Speaker Recognition from Raw Waveform with SincNet (1808.00158v3)

Abstract: Deep learning is progressively gaining popularity as a viable alternative to i-vectors for speaker recognition. Promising results have been recently obtained with Convolutional Neural Networks (CNNs) when fed by raw speech samples directly. Rather than employing standard hand-crafted features, the latter CNNs learn low-level speech representations from waveforms, potentially allowing the network to better capture important narrow-band speaker characteristics such as pitch and formants. Proper design of the neural network is crucial to achieve this goal. This paper proposes a novel CNN architecture, called SincNet, that encourages the first convolutional layer to discover more meaningful filters. SincNet is based on parametrized sinc functions, which implement band-pass filters. In contrast to standard CNNs, that learn all elements of each filter, only low and high cutoff frequencies are directly learned from data with the proposed method. This offers a very compact and efficient way to derive a customized filter bank specifically tuned for the desired application. Our experiments, conducted on both speaker identification and speaker verification tasks, show that the proposed architecture converges faster and performs better than a standard CNN on raw waveforms.

• The paper introduces SincNet, which replaces standard CNN filters with parameterized sinc functions, dramatically reducing parameters while maintaining precision.
• Experiments on TIMIT and Librispeech show impressive error rates of 0.85% to 0.96% in speaker identification, outperforming traditional CNN and MFCC-based methods.
• The efficient design and interpretability of SincNet suggest its applicability to other audio tasks, including emotion recognition and music analysis.

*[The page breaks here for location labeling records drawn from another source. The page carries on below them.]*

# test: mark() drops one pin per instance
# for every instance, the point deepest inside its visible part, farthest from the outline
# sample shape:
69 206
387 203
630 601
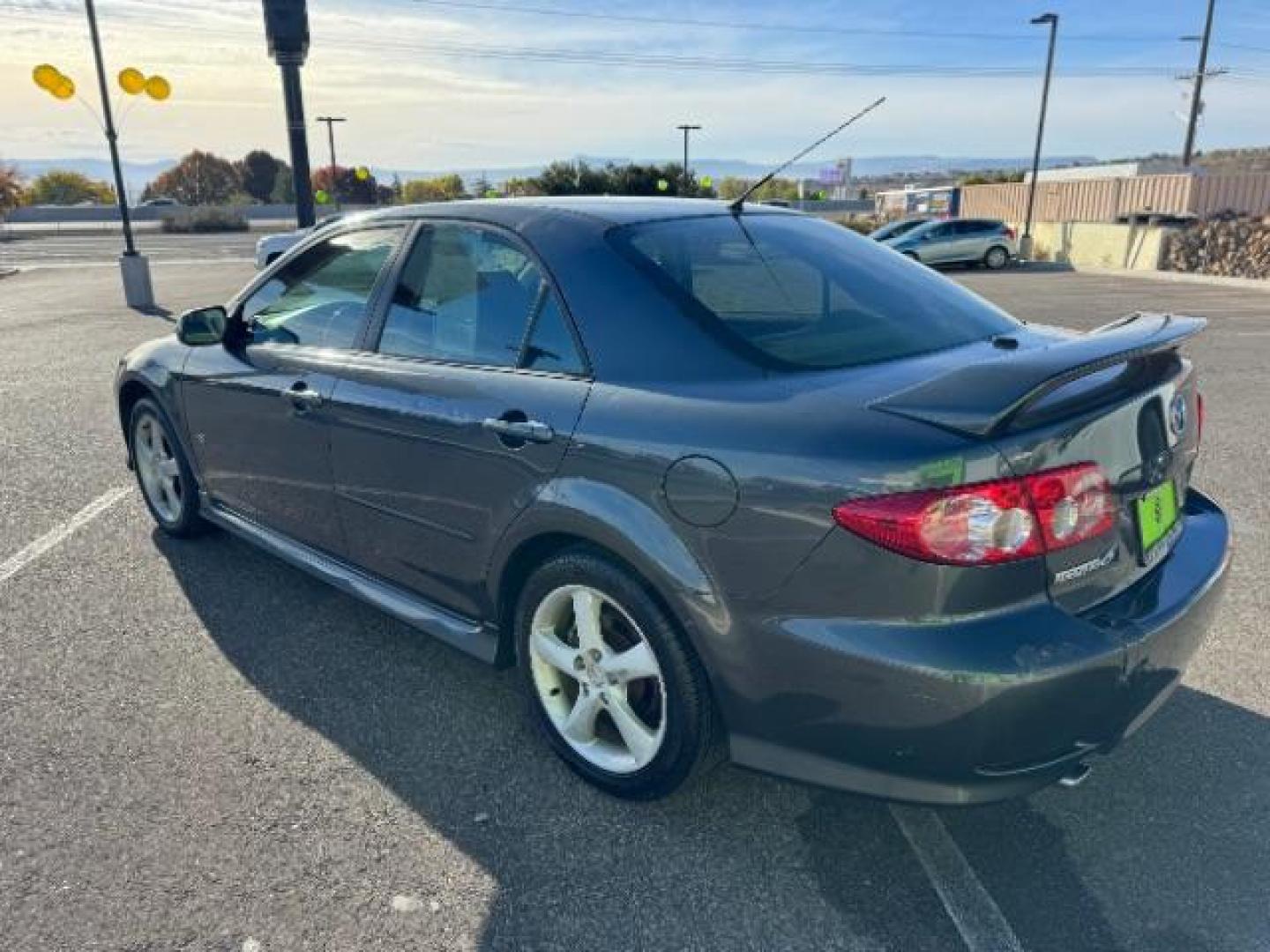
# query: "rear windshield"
800 294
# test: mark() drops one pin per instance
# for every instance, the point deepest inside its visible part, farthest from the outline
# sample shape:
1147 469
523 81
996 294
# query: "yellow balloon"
46 77
158 88
132 80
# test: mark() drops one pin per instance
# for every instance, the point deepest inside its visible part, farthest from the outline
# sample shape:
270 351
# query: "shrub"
204 219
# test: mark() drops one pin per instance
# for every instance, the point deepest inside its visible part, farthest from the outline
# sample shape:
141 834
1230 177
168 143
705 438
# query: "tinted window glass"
319 299
550 346
803 294
467 294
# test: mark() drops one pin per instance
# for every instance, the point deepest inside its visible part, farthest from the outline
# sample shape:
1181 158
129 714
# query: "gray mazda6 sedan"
716 481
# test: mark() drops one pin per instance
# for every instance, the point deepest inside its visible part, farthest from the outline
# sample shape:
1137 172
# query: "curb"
1184 279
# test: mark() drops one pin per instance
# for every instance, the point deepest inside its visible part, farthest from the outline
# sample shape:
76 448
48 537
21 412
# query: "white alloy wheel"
158 467
597 678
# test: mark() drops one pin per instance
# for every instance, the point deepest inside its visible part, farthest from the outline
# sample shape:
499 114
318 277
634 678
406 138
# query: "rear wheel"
163 471
996 258
612 683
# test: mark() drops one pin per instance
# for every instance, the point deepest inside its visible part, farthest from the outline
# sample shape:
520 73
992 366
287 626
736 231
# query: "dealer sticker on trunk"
1157 522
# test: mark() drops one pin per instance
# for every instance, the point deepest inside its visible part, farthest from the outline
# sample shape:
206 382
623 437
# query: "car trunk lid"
1120 398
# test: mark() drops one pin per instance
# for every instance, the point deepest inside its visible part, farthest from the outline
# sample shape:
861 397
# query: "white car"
271 248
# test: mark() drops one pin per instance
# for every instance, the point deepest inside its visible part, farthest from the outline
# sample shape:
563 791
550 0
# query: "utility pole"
686 130
286 26
1197 103
331 141
331 136
136 271
1052 19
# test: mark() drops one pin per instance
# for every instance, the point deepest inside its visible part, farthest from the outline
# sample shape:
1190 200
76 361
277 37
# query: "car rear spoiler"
982 398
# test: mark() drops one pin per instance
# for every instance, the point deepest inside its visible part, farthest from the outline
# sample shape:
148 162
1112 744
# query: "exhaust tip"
1074 777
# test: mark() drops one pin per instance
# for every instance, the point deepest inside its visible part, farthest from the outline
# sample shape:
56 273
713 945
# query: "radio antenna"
736 206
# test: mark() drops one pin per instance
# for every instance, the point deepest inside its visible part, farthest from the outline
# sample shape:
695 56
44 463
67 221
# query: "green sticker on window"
943 472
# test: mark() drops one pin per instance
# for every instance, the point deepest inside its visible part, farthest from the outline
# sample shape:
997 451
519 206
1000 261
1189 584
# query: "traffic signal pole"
286 26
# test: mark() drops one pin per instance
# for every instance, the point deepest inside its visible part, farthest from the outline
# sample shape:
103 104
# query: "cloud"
412 104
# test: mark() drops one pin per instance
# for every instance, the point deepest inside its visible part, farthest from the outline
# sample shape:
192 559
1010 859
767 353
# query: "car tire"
996 258
635 725
163 471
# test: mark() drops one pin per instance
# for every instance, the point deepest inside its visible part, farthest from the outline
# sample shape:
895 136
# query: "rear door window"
799 294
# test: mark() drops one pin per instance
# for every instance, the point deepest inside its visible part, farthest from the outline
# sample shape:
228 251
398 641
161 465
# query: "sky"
502 83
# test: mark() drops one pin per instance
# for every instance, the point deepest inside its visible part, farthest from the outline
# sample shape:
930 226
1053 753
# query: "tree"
199 178
11 188
444 188
521 187
258 175
344 185
481 187
56 187
283 187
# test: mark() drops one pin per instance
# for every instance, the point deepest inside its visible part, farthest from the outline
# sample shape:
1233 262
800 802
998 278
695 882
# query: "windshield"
800 294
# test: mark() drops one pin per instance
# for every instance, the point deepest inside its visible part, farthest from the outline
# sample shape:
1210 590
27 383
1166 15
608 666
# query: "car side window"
320 297
467 294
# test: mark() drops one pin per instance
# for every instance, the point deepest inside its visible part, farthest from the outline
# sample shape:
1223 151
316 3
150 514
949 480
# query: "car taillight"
1072 504
984 524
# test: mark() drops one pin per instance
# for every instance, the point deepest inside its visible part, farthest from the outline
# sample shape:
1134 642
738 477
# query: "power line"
671 61
770 26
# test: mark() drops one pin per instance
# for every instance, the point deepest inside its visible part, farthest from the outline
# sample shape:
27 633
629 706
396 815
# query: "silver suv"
960 240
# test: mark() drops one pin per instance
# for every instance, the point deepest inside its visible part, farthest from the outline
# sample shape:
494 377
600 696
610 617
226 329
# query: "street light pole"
138 291
1052 19
1189 149
286 28
686 130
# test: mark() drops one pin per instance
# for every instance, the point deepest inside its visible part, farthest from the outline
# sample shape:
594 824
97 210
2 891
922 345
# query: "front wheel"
616 689
996 258
163 471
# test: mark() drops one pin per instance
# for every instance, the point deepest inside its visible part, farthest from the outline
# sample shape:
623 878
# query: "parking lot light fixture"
1025 244
138 290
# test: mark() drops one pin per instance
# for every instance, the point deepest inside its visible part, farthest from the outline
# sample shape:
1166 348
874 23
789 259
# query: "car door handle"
302 397
525 430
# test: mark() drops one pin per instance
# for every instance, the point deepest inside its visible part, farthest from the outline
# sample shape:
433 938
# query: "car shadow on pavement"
1131 861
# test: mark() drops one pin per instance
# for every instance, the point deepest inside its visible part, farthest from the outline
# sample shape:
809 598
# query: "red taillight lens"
984 524
1072 504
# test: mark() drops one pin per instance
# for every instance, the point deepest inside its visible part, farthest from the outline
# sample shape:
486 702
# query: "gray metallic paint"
832 660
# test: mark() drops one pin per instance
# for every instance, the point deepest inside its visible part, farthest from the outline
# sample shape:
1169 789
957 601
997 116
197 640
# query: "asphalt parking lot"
34 249
205 749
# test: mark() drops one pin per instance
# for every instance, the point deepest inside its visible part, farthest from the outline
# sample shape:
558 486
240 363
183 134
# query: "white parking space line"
52 539
975 913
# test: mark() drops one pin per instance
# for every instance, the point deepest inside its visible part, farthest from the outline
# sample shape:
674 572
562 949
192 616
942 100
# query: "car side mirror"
202 326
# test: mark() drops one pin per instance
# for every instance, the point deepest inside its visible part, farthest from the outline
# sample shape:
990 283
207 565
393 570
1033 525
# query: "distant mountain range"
138 175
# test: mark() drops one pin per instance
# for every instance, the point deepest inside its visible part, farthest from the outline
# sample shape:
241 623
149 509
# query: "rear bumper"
977 710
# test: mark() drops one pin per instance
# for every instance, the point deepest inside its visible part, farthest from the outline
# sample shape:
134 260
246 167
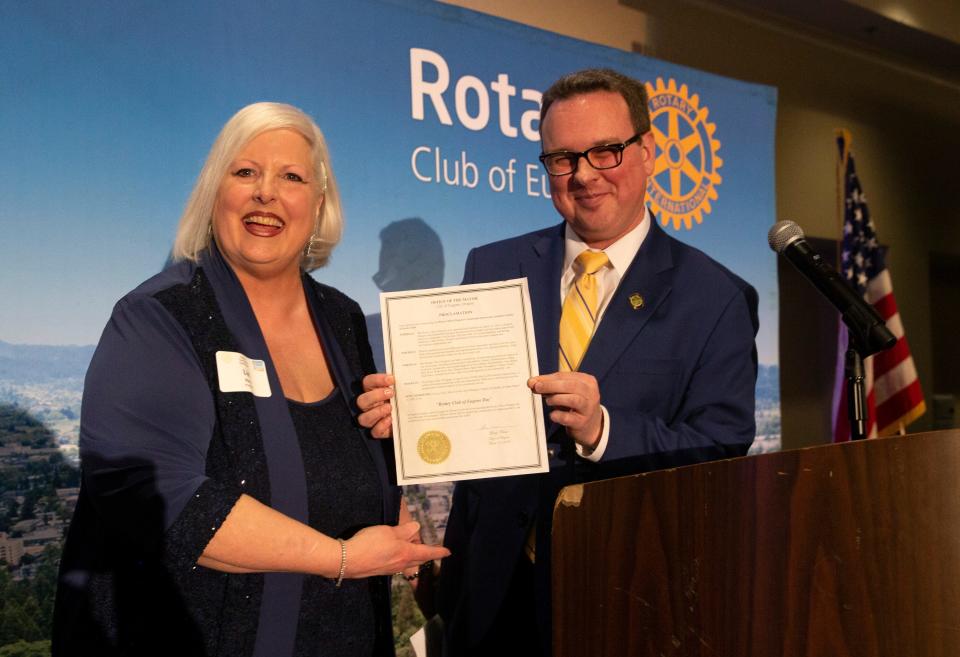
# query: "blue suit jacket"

An Analysis of SincNet for Speaker Recognition

Deep learning methodologies have steadily advanced the field of speaker recognition, increasingly favoring approaches that leverage raw audio inputs directly. In this context, the paper "Speaker Recognition from Raw Waveform with SincNet" presents a sophisticated convolutional neural network (CNN) architecture, SincNet, which utilizes parameterized sinc functions to deliver a more precise representation of the speaker's voice characteristics from raw waveforms. This architecture stands out by its compactness and efficiency in learning filter banks specific to speaker recognition, offering an alternative to traditional hand-engineered features such as MFCCs and FBANKs.

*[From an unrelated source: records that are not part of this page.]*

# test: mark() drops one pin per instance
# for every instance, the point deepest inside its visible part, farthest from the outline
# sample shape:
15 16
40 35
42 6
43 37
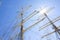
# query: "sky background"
9 9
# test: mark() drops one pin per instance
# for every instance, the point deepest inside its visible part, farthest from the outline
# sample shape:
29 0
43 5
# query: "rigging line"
54 26
50 33
34 24
47 24
32 14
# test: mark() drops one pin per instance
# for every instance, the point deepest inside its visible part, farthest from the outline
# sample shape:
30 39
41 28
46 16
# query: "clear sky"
9 9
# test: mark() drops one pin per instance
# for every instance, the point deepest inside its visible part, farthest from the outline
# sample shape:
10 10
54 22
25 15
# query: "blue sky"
9 9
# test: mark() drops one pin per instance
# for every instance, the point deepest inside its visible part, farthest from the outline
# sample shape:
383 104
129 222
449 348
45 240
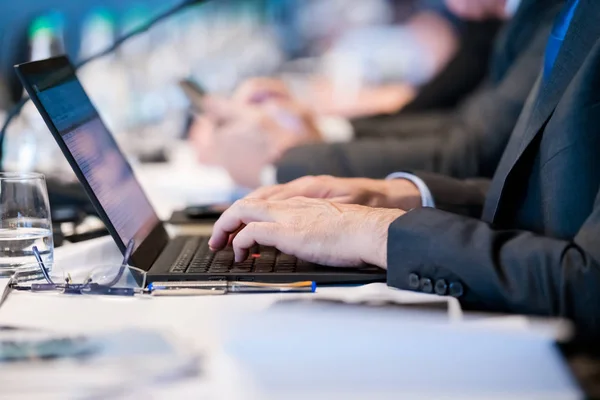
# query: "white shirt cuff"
426 196
268 176
335 129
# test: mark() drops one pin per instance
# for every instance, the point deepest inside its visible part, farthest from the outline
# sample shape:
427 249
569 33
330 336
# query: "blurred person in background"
525 242
276 139
361 68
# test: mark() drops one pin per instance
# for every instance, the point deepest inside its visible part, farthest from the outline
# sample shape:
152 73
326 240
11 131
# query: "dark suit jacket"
536 247
466 143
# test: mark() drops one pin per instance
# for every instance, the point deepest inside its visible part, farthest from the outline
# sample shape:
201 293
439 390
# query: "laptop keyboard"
196 257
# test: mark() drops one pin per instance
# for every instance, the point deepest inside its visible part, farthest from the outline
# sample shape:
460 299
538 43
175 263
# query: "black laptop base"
190 259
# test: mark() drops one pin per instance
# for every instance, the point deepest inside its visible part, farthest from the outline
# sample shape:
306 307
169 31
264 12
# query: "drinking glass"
24 221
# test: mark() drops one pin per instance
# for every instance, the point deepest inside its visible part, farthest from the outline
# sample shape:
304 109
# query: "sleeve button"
456 289
426 285
414 281
441 287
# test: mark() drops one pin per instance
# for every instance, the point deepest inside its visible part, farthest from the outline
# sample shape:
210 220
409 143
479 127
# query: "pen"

Key Contributions and Methodology

The main contribution of this work is the introduction of SincNet, which replaces the standard CNN initial convolutional layer with sinc-based convolutions. This substitution imposes constraints on the network's filter shapes, only learning the low and high cutoff frequencies of the band-pass filters. This design choice results in significant parameter reduction; for instance, with 80 filters each of length 251, SincNet uses only 160 parameters compared to the 8,000 parameters required in traditional CNNs of the same setup.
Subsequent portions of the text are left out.